In a little over two months, the 39-year-old former investment banker has hosted U.S. President Donald Trump, Russian leader Vladimir Putin, Indian Prime Minister Narendra Modi and Israeli Prime Minister Benjamin Netanyahu in a blizzard of meetings that underscore his determination to play a key international role.
During the pomp and circumstance of France’s Bastille Day parade earlier this month, Macron stood side-by-side with Trump on the fabled Champs-Élysées avenue. He greeted Putin at the Versailles Palace, a symbol of French monarchical power and former majesty. For Modi, it was the Arc de Triomphe.
The night he won the election, Macron walked solemnly by himself through the Louvre courtyard, on camera every step of the way, to a gathering of supporters. A week later at his inauguration, he stood under the rain at the Tomb of the Unknown Soldier, without coat or umbrella, to pay homage to France’s victims of war.
The imagery aimed to burnish his credentials as a youthful centrist, above partisan politics, determined to restore his nation’s greatness.
No normal president, Macron looks to the Roman god Jupiter.
Lost on no one, the symbolism matches Macron’s determination to turn the page on his unpopular predecessor, François Hollande, who had vowed to be a “normal” president.
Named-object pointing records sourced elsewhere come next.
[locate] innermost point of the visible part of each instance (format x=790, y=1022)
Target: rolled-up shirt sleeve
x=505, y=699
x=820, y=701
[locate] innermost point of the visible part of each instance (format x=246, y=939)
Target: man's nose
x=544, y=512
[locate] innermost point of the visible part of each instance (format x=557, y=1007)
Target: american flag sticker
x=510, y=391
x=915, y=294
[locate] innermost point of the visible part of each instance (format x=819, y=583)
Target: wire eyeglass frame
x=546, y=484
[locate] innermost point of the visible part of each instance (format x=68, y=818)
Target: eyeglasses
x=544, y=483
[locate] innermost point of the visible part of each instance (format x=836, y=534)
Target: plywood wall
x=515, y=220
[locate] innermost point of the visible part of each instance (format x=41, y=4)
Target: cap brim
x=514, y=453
Macron, for his part, likens his role as head of state to that of Jupiter — the Roman king of the gods who ruled from above.
“I don’t believe in a ‘normal’ president,” Macron told business magazine Challenges last October. “I think the president of contemporary, democratic France needs to be someone who leads society by the force of his convictions and actions, and offers clear direction.”
Macron’s association with Jupiter demonstrates a skillful use of symbolism, according to linguistics professor Julien Longhi of the University of Cergy-Pontoise. “Jupiter is the god of the gods, the one who commands. Emmanuel Macron gains nobility while avoiding political jargon.”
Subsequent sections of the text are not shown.